Senator KEFAUVER. The code (Code of the Comics Magazine Association of America) that you have here, none of your stories would come in that code. You could not print any of these if you compiled with the full code we read here this morning.

Mr. GAINES. I would have to study the story and study the code to answer that.

Senator KEFAUVER. How much is your monthly income from all your corporations with this thing, Mr. Gaines? . . .

Mr. GAINES. I would say about $80,000 a month gross. . . .

Mr. HANNOCH (Counsel of the Committee). What is this organization that you maintain called the Fan and Addict Club for 25 cents a member?

Mr. GAINES. Simply a comic fan club.

Mr. HANNOCH. You advertise the children should join the club?

Mr. GAINES. Yes.

Mr. HANNOCH. What do they do? Do they pay dues?

Mr. GAINES. No.

Mr. HANNOCH. What do they send 25 cents in for?

Mr. GAINES. They get an arm patch, an antique bronze pin, a 7 by 11 certificate and a pocket card, the cost of which to me is 26 cents without mailing. . . .

Mr. HANNOCH. Do you know anything about this sheet called “Are you a Red dupe?”

Mr. GAINES. Yes, sir I wrote it.

Mr. HANNOCH. How has it been distributed?

Mr. GAINES. It has not been distributed. It is going to be the inside front cover ad on five of my comic magazines which are forth-coming.

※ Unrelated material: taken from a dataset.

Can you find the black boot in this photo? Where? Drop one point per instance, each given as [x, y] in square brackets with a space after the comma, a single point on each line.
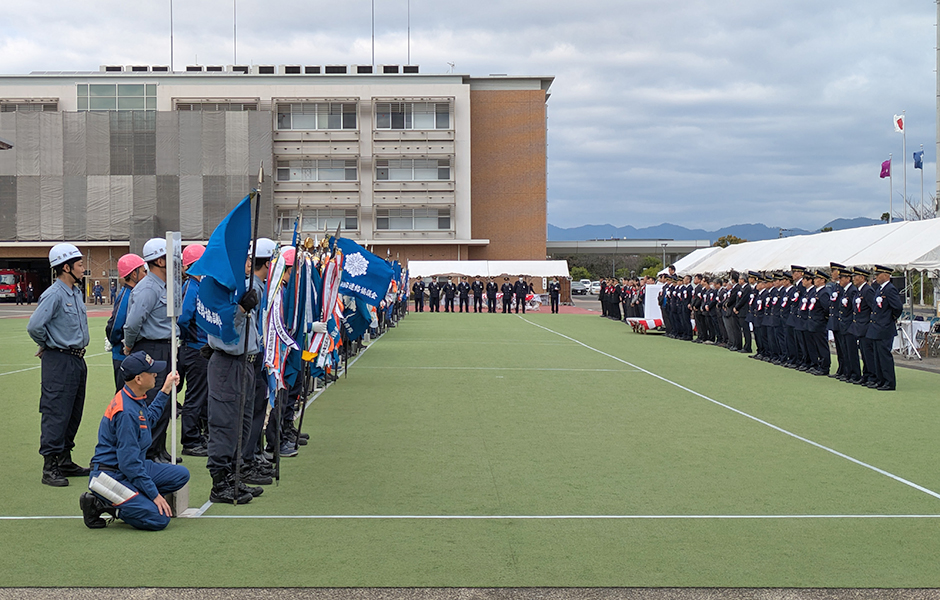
[92, 508]
[51, 475]
[223, 491]
[69, 468]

Mr. HANNOCH. And it is going to be an advertisement?

Mr. GAINES. Not an advertisement. It is an editorial. . . .

Mr. HANNOCH. You believe the things that you say in this ad that you wrote?

Mr. GAINES. Yes, sir.

Mr. HANNOCH. That anybody who is anxious to destroy comics are Communists?

Mr. GAINES. I don’t believe it says that.

Mr. HANNOCH. The group most anxious to destroy comics are the Communists?

Mr. GAINES. True, but not anybody, just the group most anxious. . . .

Mr. BEASER. No further questions, Mr. Chairman. . . .

Source: Hearings before the U.S. Senate Committee on the Judiciary, Subcommittee to Investigate Juvenile Delinquency in the U.S., 83rd Cong., 2nd Sess., April 21, 1954.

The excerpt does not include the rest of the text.